The new sanctions are attached to another sanctions bill intended for Iran, the “Countering Iran’s Destabilizing Activities Act of 2017.”
The two lonely dissenting votes came from Sens. Rand Paul (R–KY) and Mike Lee (R–UT), the former of whom was at the forefront of another recent effort in the Senate to reign in arms sales to the Kingdom of Saudi Arabia.
While that attempt met failure in a narrow 47-53 Senate vote, on Tuesday Sen. Paul explained to CNN that arming the Saudis to the teeth only provokes Iran into the kind of “destabilizing activities” the sanctions bill seeks to address.
“Iran develops [missiles] in response to Saudi Arabia getting more weapons.

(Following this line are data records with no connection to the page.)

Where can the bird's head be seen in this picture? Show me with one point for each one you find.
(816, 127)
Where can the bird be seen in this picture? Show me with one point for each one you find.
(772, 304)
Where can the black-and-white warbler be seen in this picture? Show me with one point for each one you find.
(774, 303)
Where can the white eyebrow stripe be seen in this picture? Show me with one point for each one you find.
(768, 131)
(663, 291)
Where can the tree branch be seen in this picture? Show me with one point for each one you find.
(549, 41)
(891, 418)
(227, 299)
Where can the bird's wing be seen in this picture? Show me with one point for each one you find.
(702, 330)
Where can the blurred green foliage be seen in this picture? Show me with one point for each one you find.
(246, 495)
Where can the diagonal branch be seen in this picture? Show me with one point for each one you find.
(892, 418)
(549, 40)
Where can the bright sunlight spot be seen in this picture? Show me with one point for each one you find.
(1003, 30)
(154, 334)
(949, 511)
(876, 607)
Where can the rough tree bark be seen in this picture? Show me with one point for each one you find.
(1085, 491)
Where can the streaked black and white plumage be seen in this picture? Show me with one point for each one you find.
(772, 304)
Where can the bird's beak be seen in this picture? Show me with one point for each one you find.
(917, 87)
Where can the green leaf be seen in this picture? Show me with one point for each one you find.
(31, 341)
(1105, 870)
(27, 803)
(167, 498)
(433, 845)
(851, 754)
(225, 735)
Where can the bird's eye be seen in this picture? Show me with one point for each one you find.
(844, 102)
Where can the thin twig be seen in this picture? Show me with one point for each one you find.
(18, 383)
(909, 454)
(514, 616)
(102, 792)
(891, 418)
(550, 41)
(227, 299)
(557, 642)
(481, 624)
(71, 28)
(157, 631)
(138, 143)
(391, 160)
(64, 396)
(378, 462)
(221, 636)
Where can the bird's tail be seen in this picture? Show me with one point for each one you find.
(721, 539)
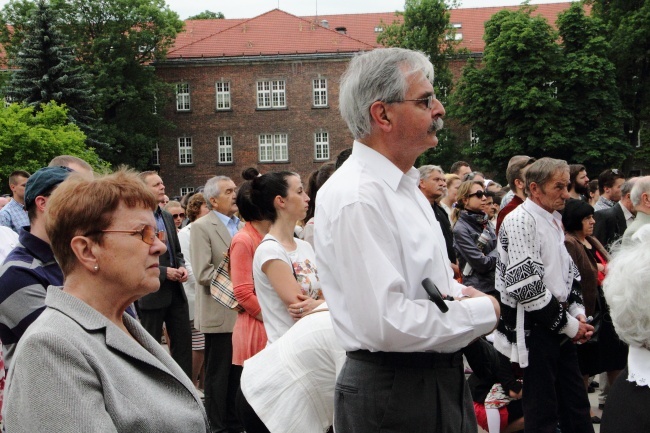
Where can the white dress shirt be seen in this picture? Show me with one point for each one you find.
(376, 239)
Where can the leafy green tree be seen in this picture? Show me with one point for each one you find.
(592, 112)
(628, 29)
(208, 15)
(117, 40)
(31, 137)
(47, 71)
(510, 102)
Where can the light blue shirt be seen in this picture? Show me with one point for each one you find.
(232, 223)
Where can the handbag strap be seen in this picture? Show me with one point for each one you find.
(287, 254)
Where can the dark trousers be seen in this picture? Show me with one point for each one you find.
(372, 397)
(176, 317)
(553, 387)
(221, 383)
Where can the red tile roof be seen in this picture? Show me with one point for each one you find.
(273, 33)
(278, 32)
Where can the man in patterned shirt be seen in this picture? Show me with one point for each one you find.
(13, 215)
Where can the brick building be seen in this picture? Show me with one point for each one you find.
(264, 91)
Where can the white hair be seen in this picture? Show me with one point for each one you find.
(626, 289)
(378, 75)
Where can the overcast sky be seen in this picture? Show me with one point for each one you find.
(251, 8)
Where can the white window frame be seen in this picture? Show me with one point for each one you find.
(321, 146)
(319, 91)
(271, 94)
(155, 155)
(183, 97)
(224, 149)
(222, 91)
(185, 155)
(273, 147)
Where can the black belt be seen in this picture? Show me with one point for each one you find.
(410, 359)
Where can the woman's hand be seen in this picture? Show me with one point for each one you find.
(303, 306)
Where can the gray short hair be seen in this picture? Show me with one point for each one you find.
(640, 186)
(626, 289)
(542, 170)
(426, 170)
(211, 189)
(378, 75)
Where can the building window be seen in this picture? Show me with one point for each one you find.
(183, 97)
(155, 155)
(271, 94)
(223, 95)
(273, 148)
(473, 137)
(185, 151)
(322, 146)
(320, 92)
(225, 150)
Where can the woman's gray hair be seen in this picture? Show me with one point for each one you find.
(626, 289)
(378, 75)
(542, 170)
(211, 189)
(426, 170)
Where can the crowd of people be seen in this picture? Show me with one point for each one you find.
(540, 288)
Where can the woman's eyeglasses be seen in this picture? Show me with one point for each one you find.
(147, 233)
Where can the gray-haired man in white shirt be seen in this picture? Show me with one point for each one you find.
(376, 240)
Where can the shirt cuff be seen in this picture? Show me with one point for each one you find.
(482, 314)
(572, 326)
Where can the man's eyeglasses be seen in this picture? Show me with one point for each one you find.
(430, 101)
(147, 233)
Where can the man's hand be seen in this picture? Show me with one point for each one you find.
(585, 331)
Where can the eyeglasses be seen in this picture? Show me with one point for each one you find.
(147, 233)
(430, 100)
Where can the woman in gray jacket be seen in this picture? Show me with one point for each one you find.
(474, 239)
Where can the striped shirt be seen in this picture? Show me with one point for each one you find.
(24, 277)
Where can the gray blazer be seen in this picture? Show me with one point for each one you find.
(75, 371)
(209, 239)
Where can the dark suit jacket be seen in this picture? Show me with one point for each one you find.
(163, 297)
(610, 225)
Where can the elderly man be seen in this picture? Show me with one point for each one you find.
(612, 222)
(209, 240)
(169, 304)
(640, 198)
(433, 186)
(377, 238)
(515, 174)
(30, 267)
(13, 215)
(542, 308)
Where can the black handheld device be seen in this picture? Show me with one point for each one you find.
(434, 294)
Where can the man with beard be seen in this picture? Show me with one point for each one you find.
(579, 182)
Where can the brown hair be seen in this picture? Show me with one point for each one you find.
(463, 191)
(92, 209)
(194, 206)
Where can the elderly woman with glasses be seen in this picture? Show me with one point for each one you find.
(85, 365)
(474, 238)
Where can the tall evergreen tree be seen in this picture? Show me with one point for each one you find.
(46, 70)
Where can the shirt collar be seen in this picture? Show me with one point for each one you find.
(381, 166)
(638, 365)
(226, 220)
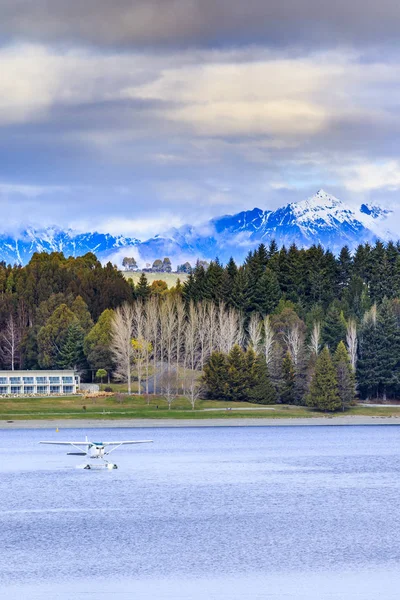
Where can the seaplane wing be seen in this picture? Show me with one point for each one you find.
(127, 442)
(68, 443)
(76, 445)
(124, 443)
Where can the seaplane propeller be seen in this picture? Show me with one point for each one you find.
(96, 450)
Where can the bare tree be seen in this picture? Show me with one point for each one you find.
(192, 349)
(180, 331)
(269, 340)
(294, 340)
(202, 330)
(212, 328)
(230, 328)
(315, 340)
(10, 341)
(352, 342)
(168, 328)
(121, 344)
(255, 332)
(153, 327)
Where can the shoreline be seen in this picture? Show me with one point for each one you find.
(212, 422)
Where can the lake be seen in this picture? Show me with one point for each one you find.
(203, 513)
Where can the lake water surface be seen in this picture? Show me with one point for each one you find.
(203, 513)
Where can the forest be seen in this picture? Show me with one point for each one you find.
(296, 326)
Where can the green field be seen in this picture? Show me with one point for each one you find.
(169, 278)
(76, 407)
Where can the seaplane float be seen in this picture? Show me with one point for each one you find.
(96, 451)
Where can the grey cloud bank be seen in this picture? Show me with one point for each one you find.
(201, 22)
(132, 117)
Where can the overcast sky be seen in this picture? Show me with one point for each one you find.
(133, 116)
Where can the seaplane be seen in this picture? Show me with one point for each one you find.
(96, 451)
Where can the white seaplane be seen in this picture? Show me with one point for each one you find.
(96, 451)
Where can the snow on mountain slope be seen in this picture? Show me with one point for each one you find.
(321, 219)
(19, 250)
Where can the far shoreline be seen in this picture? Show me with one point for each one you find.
(345, 420)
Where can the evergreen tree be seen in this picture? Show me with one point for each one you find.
(334, 329)
(97, 343)
(345, 376)
(324, 392)
(71, 355)
(143, 290)
(215, 376)
(379, 363)
(345, 267)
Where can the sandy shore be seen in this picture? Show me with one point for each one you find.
(242, 422)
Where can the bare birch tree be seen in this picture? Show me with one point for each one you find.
(192, 350)
(180, 331)
(121, 344)
(315, 340)
(202, 332)
(352, 342)
(255, 332)
(269, 340)
(212, 327)
(294, 340)
(168, 386)
(10, 341)
(153, 327)
(230, 328)
(168, 327)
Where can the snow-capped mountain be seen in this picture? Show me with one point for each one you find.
(321, 219)
(20, 249)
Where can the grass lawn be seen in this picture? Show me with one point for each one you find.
(137, 407)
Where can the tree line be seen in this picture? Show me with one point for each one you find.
(284, 314)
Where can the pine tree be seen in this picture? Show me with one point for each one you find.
(143, 289)
(215, 376)
(71, 355)
(345, 376)
(334, 329)
(288, 375)
(324, 392)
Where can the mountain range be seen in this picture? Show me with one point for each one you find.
(321, 219)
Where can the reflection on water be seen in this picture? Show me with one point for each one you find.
(204, 513)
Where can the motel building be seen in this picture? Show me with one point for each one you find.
(43, 383)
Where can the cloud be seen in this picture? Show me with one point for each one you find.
(369, 176)
(202, 23)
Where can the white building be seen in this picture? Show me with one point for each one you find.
(21, 383)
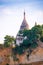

It’s an arms race over there, and we’re fueling it,” Paul said.
Secretary of State Rex Tillerson told a Senate committee this week that he was worried Congress was taking an action that would interfere in the Trump administration’s efforts to shore up ties with our nuclear-armed rival.
“What I wouldn’t want to do is close the channels off,” Tillerson told the committee.
In 2016, at the tail end of the prior administration, then-President Obama brought about sanctions on several Russian individuals and entities over alleged interference in the 2016 election, expelling 35 Russian diplomats from the country in the process.
“Russia’s cyberactivities were intended to influence the election, erode faith in U.S. democratic institutions, sow doubt about the integrity of our electoral process, and undermine confidence in the institutions of the US government,” the White House said in a statement immediately after the incident. “These actions are unacceptable and will not be tolerated.”
Sarah Huckabee Sanders, White House spokeswoman, said the Trump administration is “committed to existing sanctions against Russia” on Thursday, but added it is “still reviewing the new Russia sanctions amendment.”
“We will keep them in place until Moscow fully honors its commitment to resolve the crisis in Ukraine,” Sanders said. “We believe the existing executive branch sanctions regime is the best tool for compelling Russia to fulfill its commitments.”
While the Senate overwhelmingly approved of the measure, before it reaches Trump’s desk it must pass through the House. Sen. Bob Corker (R–TN), however, is convinced that the president will sign the bill if makes it through the House, telling reporters on Wednesday “[…] look, this is going to become law.”